Law 41 allows the province to use authority granted to it under Decree 5 to identify areas for reconstruction or expansion. It also allows the province to draw up redevelopment plans for these areas, “granting it extensive authority to determine when and where redevelopment takes place without necessarily considering property owners’ interests or other factors such as conflict, displacement or asylum,” according to a 2022 report by Syrians for Truth and Justice (STJ).
Weighing in on that, al-Khaled noted that “relying on Law No. 5 of 1982 may lead to some property seizures, as it empowers the executive authority to create and expand roads, build schools, parks and more.” He added that “the law prevents affected individuals from seeking legal recourse as it transfers this decision-making authority from the judiciary to a technical committee chaired by the governor and composed of several of his subordinates.”
According to al-Khaled, Damascus province instead “should have implemented Law No. 3 of 2018, despite its drawbacks, as it deals with the removal of rubble from buildings damaged by natural or unnatural causes.” This law also “solves the problem of not all property owners being present,” he added. Under Law 5, by contrast, requires property owners to be notified “either personally or through the media, which becomes challenging given that most residents of al-Hajar al-Aswad are displaced and hard to reach.”

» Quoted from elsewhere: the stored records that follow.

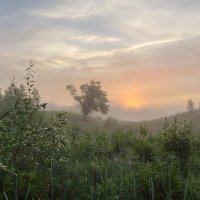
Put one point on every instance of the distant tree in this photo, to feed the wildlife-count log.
(91, 98)
(190, 105)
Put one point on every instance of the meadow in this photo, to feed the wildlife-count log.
(56, 155)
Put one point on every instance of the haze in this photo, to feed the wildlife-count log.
(145, 53)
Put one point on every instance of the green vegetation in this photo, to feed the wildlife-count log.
(91, 98)
(57, 156)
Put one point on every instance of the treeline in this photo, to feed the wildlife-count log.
(41, 159)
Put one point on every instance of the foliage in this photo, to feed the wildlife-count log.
(91, 98)
(42, 158)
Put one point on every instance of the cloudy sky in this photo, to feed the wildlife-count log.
(145, 53)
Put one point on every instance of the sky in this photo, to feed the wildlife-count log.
(145, 53)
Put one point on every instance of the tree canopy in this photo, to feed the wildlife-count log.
(90, 98)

Aniz highlighted that “al-Hajar al-Aswad has expanded well beyond the size defined in the 1987 redevelopment plan, stressing that allowing irregular [settlements] to grow exacerbated the problem, and that the first step towards a solution should begin with organizing the city and compensating impacted residents with alternative housing.”
Al-Shami, still living a few kilometers from his looted home in al-Hajar al-Aswad, said if Damascus is not serious about allowing residents to return, it should at least “preserve what remains of our properties and put an end to demolition and theft.”